52. Bundan sonra artık başka kadınlarla evlenmen, elinin altında bulunan cariyeler hariç, güzellikleri hoşuna gitse bile, bunların yerine başka hanımlar alman sana helâl değildir. Allah her şeyi gözetler.
53. Ey iman edenler! Siz zamanını gözetlemeksizin, bir yemeğe davet edilmedikçe, Peygamber'in evlerine girmeyin. Ancak davet edildiğiniz vakit girin. Yemeği yediğinizde hemen dağılın, sohbete dalmayın. Çünkü bu hareketiniz Peygamber'i üzmekte, fakat o (size bunu söylemekten) utanmaktadır. Ama Allah, hakkı söylemekten çekinmez. Peygamber'in hanımlarından bir şey istediğiniz zaman perde arkasından isteyin. Bu, hem sizin kalpleriniz, hem de onların kalpleri için daha temiz bir davranıştır. Sizin Allah'ın Resûlünü üzmeniz ve kendisinden sonra onun hanımlarını nikâhlamanız asla caiz olamaz. Çünkü bu, Allah katında büyük (bir günah) tır.

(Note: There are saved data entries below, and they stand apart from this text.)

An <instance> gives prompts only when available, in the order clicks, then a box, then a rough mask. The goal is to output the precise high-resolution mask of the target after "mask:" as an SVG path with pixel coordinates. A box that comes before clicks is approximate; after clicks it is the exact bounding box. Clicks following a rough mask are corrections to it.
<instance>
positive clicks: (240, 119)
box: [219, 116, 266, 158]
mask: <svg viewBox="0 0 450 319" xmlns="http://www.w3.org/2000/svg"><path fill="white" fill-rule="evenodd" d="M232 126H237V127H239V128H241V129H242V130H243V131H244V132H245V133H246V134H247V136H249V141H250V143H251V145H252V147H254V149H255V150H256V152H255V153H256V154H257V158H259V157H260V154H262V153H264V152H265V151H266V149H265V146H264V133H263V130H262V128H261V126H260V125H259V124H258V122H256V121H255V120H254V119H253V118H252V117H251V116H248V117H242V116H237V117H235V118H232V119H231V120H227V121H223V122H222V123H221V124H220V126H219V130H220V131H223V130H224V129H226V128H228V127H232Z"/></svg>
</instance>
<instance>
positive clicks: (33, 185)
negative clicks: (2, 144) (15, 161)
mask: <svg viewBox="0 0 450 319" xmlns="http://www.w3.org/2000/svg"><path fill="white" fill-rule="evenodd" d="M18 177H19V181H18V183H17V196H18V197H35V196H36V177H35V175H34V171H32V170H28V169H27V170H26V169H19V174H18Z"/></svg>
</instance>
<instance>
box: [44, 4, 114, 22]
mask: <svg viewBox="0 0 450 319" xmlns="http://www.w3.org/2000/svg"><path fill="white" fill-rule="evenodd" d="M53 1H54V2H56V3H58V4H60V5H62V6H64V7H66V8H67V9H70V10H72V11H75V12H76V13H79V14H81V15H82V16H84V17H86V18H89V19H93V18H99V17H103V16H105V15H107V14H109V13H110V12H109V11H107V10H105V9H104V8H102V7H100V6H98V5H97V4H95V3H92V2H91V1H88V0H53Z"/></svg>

Bu ayet, Hz. Peygamber’in evine yemekten önce gelen, yemek hazır oluncaya kadar bekleyen, yemekten sonra da kalkıp gitmeyenler hakkında nazil olmuştur. Ayet-i kerime, müslümanların Resulullah’a ve hane-i saadete karşı nasıl davranacaklarını, birbirlerine karşı nasıl muamele edeceklerini bildirmektedir. Buna göre bir kimsenin başkasını rahatsız etmemesi, evinde huzur ve istirahatını bozmaması, davet edildiğinde bildirilen zamandan önce gitmemesi, yemekten sonra fazla oturmaması gerekmektedir.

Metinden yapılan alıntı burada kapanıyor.